Why Many Consider This Unfair
This change affects more than future interns.
It affects every medical student, including those who may never want to practice clinically.
Someone who wants to:
- Work in research
- Join public health
- Enter administration
- Pursue non-clinical careers
would still be forced to spend an extra year in medical school because government wants clinical services without paying internship allowances.
Many see this not as an educational reform, but as a financial decision designed to reduce government expenditure while overworking its citizens.
The Real Issue:
This debate is often framed as:
"Why should interns be paid to learn?"
That is the wrong question.
The real question is:
"Should interns be paid for the substantial work they perform beyond the original purpose of supervised training?"
If internship truly consisted of observation, teaching, mentorship, and closely supervised practice, the discussion would be very different.
But that is not the reality experienced by many interns.
A Simple Analogy
Imagine joining a company as a cleaner.
Because you are a cleaner, your employer begins assigning you additional responsibilities.
You become:
The gatekeeper
The gardener
The cook
The electrician
The driver
Eventually, several other employees are removed because you are performing their duties.
On paper, you remain a cleaner.
In reality, you are doing the work of an entire department.
That is how many medical interns feel.
Officially, they are trainees.
In practice, they always function as a critical workforce keeping hospitals running.
And unlike the cleaner in this example, the intern cannot simply refuse, because completing internship is mandatory for obtaining a license to practice.
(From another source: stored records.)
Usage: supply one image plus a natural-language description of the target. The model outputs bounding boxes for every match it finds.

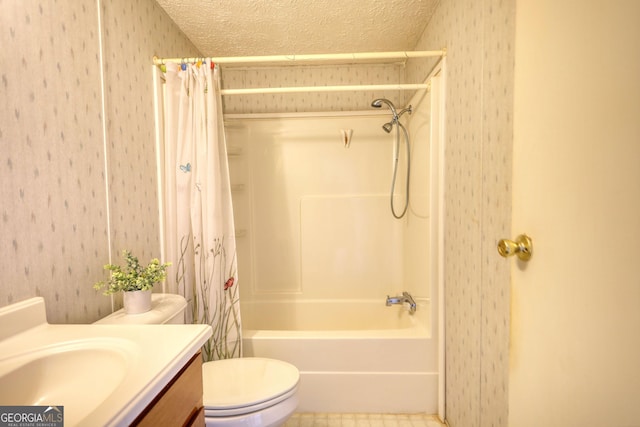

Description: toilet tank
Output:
[95,294,187,325]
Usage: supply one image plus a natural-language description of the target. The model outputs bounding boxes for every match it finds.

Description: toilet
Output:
[95,294,300,427]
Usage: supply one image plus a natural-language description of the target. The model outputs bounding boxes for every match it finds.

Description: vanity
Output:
[0,297,212,426]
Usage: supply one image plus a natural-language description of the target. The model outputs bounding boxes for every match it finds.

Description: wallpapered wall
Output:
[408,0,515,427]
[222,63,408,114]
[0,0,198,323]
[0,0,515,427]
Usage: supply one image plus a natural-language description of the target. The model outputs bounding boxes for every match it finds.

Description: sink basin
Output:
[0,339,136,424]
[0,297,212,427]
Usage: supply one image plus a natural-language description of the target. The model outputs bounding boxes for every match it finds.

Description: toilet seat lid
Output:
[202,357,300,410]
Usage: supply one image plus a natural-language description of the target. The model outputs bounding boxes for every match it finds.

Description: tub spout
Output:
[386,292,416,314]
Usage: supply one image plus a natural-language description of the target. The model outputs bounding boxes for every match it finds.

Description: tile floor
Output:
[283,413,444,427]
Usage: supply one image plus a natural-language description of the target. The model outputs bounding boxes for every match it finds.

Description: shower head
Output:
[371,98,398,119]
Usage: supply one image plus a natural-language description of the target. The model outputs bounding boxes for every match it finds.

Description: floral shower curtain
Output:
[163,63,242,360]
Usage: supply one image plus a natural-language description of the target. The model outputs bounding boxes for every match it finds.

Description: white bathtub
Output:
[241,299,438,413]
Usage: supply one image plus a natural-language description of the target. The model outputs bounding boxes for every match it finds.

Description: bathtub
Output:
[241,299,438,413]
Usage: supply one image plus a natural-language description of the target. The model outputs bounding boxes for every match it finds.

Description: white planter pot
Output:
[123,289,151,314]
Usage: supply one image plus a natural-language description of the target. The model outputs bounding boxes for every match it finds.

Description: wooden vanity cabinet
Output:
[132,352,205,427]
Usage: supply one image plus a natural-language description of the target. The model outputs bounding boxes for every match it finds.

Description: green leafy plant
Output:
[93,250,171,295]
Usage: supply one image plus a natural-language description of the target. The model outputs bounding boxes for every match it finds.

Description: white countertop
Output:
[0,298,212,426]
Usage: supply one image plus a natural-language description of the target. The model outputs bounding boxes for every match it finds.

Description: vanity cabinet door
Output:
[132,353,204,427]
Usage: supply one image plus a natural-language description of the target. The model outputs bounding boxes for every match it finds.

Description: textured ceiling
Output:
[157,0,439,56]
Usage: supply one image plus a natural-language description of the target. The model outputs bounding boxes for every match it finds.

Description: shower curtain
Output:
[163,63,242,360]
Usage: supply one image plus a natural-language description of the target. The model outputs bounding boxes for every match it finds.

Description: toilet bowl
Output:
[95,294,300,427]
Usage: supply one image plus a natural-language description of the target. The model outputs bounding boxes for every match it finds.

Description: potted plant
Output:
[93,250,171,314]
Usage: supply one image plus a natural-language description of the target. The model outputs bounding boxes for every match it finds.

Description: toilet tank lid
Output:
[95,294,187,325]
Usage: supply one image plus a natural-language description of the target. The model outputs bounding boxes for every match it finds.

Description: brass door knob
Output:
[498,234,533,261]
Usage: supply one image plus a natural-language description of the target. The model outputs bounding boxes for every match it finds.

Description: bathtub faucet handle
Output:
[386,292,416,314]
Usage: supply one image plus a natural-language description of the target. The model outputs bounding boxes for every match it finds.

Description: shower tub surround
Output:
[225,88,441,414]
[242,299,438,414]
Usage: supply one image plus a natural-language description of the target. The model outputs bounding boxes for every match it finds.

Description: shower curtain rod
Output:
[153,49,446,65]
[220,83,429,95]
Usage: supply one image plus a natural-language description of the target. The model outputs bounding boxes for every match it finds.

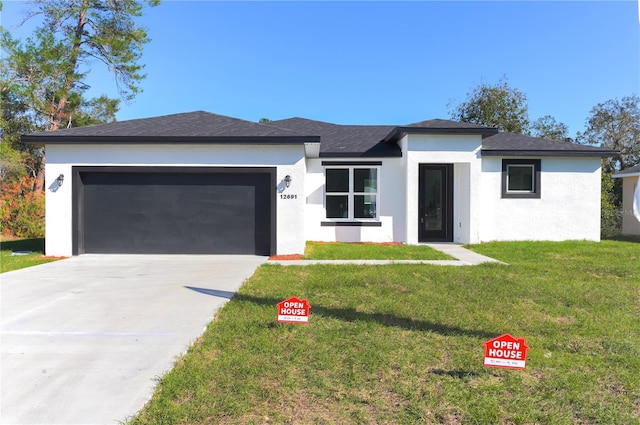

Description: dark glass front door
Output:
[418,164,453,242]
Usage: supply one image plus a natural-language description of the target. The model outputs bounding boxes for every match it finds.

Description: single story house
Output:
[22,111,616,256]
[613,165,640,236]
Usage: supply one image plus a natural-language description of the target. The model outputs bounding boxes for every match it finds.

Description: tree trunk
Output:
[33,0,88,192]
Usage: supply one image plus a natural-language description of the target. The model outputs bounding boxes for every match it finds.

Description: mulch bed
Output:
[269,241,402,260]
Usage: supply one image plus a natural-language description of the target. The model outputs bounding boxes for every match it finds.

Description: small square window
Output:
[502,159,540,198]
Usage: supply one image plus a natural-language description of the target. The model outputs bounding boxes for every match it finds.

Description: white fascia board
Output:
[304,142,320,158]
[611,171,640,179]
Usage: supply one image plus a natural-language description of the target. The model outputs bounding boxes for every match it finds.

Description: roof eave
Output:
[20,134,320,146]
[320,150,402,158]
[480,149,620,158]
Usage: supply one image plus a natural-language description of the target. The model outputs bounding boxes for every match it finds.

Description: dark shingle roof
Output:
[482,133,618,157]
[22,111,617,157]
[22,111,315,143]
[268,118,402,157]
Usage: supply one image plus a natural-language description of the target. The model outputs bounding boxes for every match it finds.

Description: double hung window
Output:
[325,166,378,220]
"Stop using Medical Interns"
📌Interns can never be students.
📌Interns deliver 90% of health services.
📌The patients will suffer the consequences.
@MinofHealthUG rethink..Itz a draconian policy.
Mzee @KagutaMuseveni, we surely believe in your abilities,your not senile,.look critically into this please.
The @MinofHealthUG is even failing to interpret their own drafted policy.
The rush, irregularities and secretivness around this clearly shows why this policy MUST be rejected in its current form.